Ele assistiu com o coração na mão a forma que ela começou a se afastar. Viu Daisuke enviar um olhar que prometia servir como o ordenado e se permitiu respirar com menos força.
Foi quando ouviu Matsuri começar a falar e percebeu que Hinata ainda estava no local que percebeu que aquele era o ponto em que tudo ruía.

- Gaara, eu não entendo como ainda consegue manter esse estorvo por perto. - a garota começou destilando acidez. - Desde que ela passou a vir para cá com você, não fez nada além de se esconder nas sombras, gaguejar e andar poucos passos atrás de você. Ela não tem voz própria ou opinião e não se une às sessões de treinamento. Como alguém que sequer sabe erguer uma espada vai proteger seus filhos?

Ele respirou fundo e sentiu sua antiga dor de cabeça voltar. Odiava quando Matsuri começava seu discurso contra a escolha de união dele. Sabia que as palavras dela feriam Hinata e que, mais cedo ou mais tarde ela ultrapassaria a zona crítica aceitável do senso comum e realmente feriria Hinata.

Percebeu que sua esposa parou próxima a passagem que dava num dos corredores que desembocavam no hall de entrada e percebeu a dor na expressão dela.

- Ela se cobre como alguém da capital do nosso país. Se protege do sol como se a luz a fizesse derreter. Até quando você manterá uma mulher que sequer consegue se erguer sob o nosso sol como sua esposa? Uma mulher que não sobrevive ao nosso clima e não pode lutar não é elegível para acompanhar um homem como você. Ela é inútil como sua esposa.

Algo dentro dele estalou com aquela palavra. Inútil era o último adjetivo que ele daria à esposa. Sentiu que estava cheio daquelas falas hipócritas que "visavam o bem dele", pois eram conselhos de pessoas que realmente se importavam com seu líder.

Olhou novamente para Hinata e viu ela começar a sair. Algo no modo que as paredes ao redor dela escureceram ao invés de clarearem fez toda sua máscara calma cair.

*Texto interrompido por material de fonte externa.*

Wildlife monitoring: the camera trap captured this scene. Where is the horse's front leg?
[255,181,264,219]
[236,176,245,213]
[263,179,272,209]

Ninguém quebraria a pureza dela senão ele.

Se Sabaku no Gaara preservava a inocência da esposa, quem são os outros para feri-la?

Quem é Matsuri para tentar destruí-la?


Fiiim

De mais um capítulo. Hehehe, gostaram?

BarbaraGava, hahaha se no mangá/anime o Gaara fosse assim eu roubava ele pra mim. Eu acho que perto da amada ele deve ser assim. Gostou deles fazendo amor? Eu me esforcei pra deixar fofo! Morte ao Hiashi e a Matsuri! A voz misteriosa foi uma dessas idéias que brotam do nada e ficam, hehehe. Vou ver no que bai dar essas minhas paixonites pela vida... casquinha do sorvete é o que há de bom nos ingredientes das meninas superpoderosas! Minhas notas nas provas ficaram boas ( menos matemática) tô de cara.o.O hehe, Beijos!

TiaLua, uh, eu acho que é o Gaara aquele que vai botar a Matsuri nos eixos. O próximo capítulo é uma "festa" sobre isso. E sim, eles já estão casados porque eles já o eram por procuração e casar religiosamente os dois ficou meio inviável. Gostou da ceninha? Em breve tem mais! Minha filha, que fanart é esse? Necessito AGORA! Minha fic segue mais ou menos nessa linha, até porque sempre acreditei que o demônio e o hospedeiro tinham que se apaixonar igualmente por alguém para que desse certo. Vou passar meu email em privado pra você daqui a pouquinho, com certeza vou ter que ler! Obrigada pela review e beijos! Obs.: espero que goste do capítulo.